2.3.7 Loading Data
Data sets often contain different types of data, and may have names associated with the rows or columns. For these reasons, they typically are best accommodated using a data frame. We can think of a data frame as a sequence of arrays of identical length; these are the columns. Entries in the different arrays can be combined to form a row. The pandas library can be used to create and work with data frame objects.
Reading in a Data Set
The first step of most analyses involves importing a data set into Python. Before attempting to load a data set, we must make sure that Python knows where to find the file containing it. If the file is in the same location as this notebook file, then we are all set. Otherwise, the command os.chdir() can be used to change directory. (You will need to call import os before calling os.chdir().)

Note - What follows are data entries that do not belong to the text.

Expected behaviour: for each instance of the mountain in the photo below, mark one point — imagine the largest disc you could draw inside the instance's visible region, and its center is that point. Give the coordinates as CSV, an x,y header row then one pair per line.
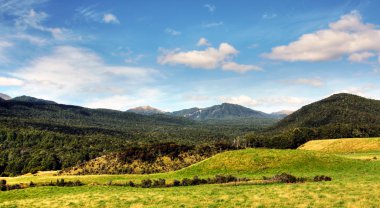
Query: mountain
x,y
339,109
281,114
145,110
4,96
223,111
32,100
38,135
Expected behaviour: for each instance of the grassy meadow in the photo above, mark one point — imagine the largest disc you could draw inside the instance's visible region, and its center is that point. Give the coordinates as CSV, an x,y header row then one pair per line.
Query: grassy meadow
x,y
356,183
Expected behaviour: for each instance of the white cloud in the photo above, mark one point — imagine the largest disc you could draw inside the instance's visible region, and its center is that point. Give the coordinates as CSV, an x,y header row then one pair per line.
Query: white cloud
x,y
70,72
240,100
241,68
197,98
203,42
212,24
211,8
210,58
30,38
285,101
110,18
33,19
347,36
269,16
8,82
3,46
173,32
360,57
305,81
117,102
145,96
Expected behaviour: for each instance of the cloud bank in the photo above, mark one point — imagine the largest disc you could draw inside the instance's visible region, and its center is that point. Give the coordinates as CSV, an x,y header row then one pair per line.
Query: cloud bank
x,y
349,36
210,58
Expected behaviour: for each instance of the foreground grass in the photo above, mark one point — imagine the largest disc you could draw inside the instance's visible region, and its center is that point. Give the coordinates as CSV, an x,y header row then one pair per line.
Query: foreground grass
x,y
360,192
343,145
356,183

We will begin by reading in Auto.csv, available on the book website. This is a comma-separated file, and can be read in using pd.read_csv():
In [73]: import pandas as pd
Auto = pd.read_csv('Auto.csv')
Auto
The book website also has a whitespace-delimited version of this data, called Auto.data. This can be read in as follows:
In [74]: Auto = pd.read_csv('Auto.data', delim_whitespace=True)
Both Auto.csv and Auto.data are simply text files. Before loading data into Python, it is a good idea to view it using a text editor or other software, such as Microsoft Excel.
We now take a look at the column of Auto corresponding to the variable horsepower:
In [75]: Auto['horsepower']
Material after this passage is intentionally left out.